Ghulail’s kawarea and NYC’s salt

December 16, 2015
Fahd-Bin-Jleid
Fahd-Bin-Jleid

Fahd Bin Jleid

CAN you believe that the salt shaker warning icon on New York City menus is the source of dispute between the city’s restaurant owners and its department of health? This is due to the insistence of the latter that eateries should have the image of a salt shaker on their menus to warn the public on high-salt dishes at chain restaurants.

Some restaurateurs argue that such measures would needlessly mire already burdened eateries in more red tape. Meanwhile, NYC’s health department insists on the necessity to warn people who eat meals from restaurants that high-salt (high-sodium) dishes are harmful to health, and that there is too much salt in these meals, compared to the recommended sodium level of less than 2,300 mg, or one teaspoon, per day

In some of our fast food restaurants, the frying oil is used repeatedly for more than two days without any warning or even intervention. Furthermore, no importance is attached to a complaint on repeatedly used cooking oil. If matters were left to me, I would have opened the way for providing external scholarships to the heads of municipalities and public health supervisors of restaurants and grocery shops so that they know the value of humans and the importance of maintaining their health. Such matters should not be neglected at all!

In neighboring Gulf countries, the first places that were supervised were the restaurants of five-star hotels, in order to ensure that food is safe and that no food from open buffets is reused between meals. Apart from this, small cafeterias have surveillance cameras installed in them. Also, there is clear abidance by the rules. Data on the frying and cooking oil used is available for all to see, including when they were used and disposed of.

In the Kingdom, the issue goes beyond food and drink being suitable for consumption and some of the ingredients being harmful. It reaches to noncompliance with the imposed laws and conditions. One of Riyadh’s well-known hotels supplies guests with bills for food and beverages in English only. The bill has a footnote that says: “If you want a bill in Arabic, ask the waiter to provide you one.” It is as if Arabic is the second language in the Kingdom and English the official language!

The supervisory regulations on food in our country should go beyond superficial matters. It seems that we are keen to imitate international restaurants only.

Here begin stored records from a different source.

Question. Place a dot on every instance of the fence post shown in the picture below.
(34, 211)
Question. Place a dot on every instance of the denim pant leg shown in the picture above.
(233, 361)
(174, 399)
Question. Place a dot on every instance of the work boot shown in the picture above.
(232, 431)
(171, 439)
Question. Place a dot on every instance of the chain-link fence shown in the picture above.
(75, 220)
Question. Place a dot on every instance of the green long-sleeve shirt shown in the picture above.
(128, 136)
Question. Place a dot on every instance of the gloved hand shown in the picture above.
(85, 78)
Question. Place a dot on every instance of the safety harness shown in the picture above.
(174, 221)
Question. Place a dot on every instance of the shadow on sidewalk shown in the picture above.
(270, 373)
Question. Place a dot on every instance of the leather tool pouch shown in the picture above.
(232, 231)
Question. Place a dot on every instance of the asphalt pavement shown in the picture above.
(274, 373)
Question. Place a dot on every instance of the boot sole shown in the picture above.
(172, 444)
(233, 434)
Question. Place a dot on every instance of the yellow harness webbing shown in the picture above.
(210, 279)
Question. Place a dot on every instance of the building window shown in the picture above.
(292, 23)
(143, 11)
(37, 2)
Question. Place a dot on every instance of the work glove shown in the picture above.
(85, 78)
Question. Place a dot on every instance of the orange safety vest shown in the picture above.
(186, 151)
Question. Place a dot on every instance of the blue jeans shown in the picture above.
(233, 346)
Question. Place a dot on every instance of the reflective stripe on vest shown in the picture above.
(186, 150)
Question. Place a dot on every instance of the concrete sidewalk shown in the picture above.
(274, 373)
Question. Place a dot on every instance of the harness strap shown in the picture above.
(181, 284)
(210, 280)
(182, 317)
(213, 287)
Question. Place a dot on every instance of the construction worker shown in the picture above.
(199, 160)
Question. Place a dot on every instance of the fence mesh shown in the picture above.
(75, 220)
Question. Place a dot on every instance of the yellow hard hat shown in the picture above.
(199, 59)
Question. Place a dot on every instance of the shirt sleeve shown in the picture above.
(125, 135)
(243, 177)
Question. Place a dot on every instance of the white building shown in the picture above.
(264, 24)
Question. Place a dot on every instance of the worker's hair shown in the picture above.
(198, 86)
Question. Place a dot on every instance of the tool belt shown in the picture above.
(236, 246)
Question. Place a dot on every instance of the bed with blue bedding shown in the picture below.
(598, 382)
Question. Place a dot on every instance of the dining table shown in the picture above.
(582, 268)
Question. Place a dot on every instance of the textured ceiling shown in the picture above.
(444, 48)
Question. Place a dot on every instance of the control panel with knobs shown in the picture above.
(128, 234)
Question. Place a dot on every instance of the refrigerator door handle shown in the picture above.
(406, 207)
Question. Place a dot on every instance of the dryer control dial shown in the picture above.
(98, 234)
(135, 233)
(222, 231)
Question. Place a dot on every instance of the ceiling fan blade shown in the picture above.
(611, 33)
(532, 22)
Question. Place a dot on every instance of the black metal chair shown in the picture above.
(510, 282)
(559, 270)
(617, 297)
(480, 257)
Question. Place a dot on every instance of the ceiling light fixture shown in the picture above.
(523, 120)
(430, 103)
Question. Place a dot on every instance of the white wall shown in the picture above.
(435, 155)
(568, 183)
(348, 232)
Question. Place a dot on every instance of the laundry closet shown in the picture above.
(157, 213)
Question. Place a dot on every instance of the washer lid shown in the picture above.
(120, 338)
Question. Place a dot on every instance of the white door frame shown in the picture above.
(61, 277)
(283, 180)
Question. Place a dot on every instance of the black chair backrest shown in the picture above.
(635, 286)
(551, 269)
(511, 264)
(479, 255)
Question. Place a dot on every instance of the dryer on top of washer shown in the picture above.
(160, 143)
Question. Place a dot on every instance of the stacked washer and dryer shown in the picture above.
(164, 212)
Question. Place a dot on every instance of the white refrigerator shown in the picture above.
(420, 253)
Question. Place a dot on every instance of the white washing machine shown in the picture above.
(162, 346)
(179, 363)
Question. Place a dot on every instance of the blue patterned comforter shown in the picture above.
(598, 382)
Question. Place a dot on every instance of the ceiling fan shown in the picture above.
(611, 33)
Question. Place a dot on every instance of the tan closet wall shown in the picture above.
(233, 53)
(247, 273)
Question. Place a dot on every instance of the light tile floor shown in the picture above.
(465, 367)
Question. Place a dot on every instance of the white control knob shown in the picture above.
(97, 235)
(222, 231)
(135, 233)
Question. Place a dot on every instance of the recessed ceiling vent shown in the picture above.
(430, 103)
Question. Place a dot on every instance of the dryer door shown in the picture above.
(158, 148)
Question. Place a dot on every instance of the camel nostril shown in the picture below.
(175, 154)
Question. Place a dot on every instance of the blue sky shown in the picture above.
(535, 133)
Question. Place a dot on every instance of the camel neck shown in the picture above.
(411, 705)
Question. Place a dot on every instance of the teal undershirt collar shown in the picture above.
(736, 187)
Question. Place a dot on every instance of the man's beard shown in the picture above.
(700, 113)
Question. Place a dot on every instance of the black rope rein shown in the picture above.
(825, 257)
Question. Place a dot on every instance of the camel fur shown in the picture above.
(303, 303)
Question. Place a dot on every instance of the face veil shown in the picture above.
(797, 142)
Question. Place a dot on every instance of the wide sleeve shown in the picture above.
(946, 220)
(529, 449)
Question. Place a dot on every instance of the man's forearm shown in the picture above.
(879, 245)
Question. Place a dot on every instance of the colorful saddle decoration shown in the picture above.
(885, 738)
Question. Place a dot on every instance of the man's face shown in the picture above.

We compare the prices and appearances without raising questions on the ingredients, nutritional value and hazards of added substances.

I am sure that if a team from the New York State Public Health Council visits the traditional restaurants in the districts of Al-Margab or Al-Hillah in Riyadh or Ghulail in Jeddah and saw kawarea (bone soup) or taqatee (fried pieces of kidney and liver) being prepared, not to mention the type of oil and the quantity used to prepare liver (kibdah), its members would have a stroke. They would have no idea what warning labels, symbols or descriptions to use on such menu items.

We have reached this current state because those serving as municipal supervisors need not have gone overseas to study abroad on a scholarship. Furthermore, it is impossible to send a person occupying this post to study abroad on scholarship.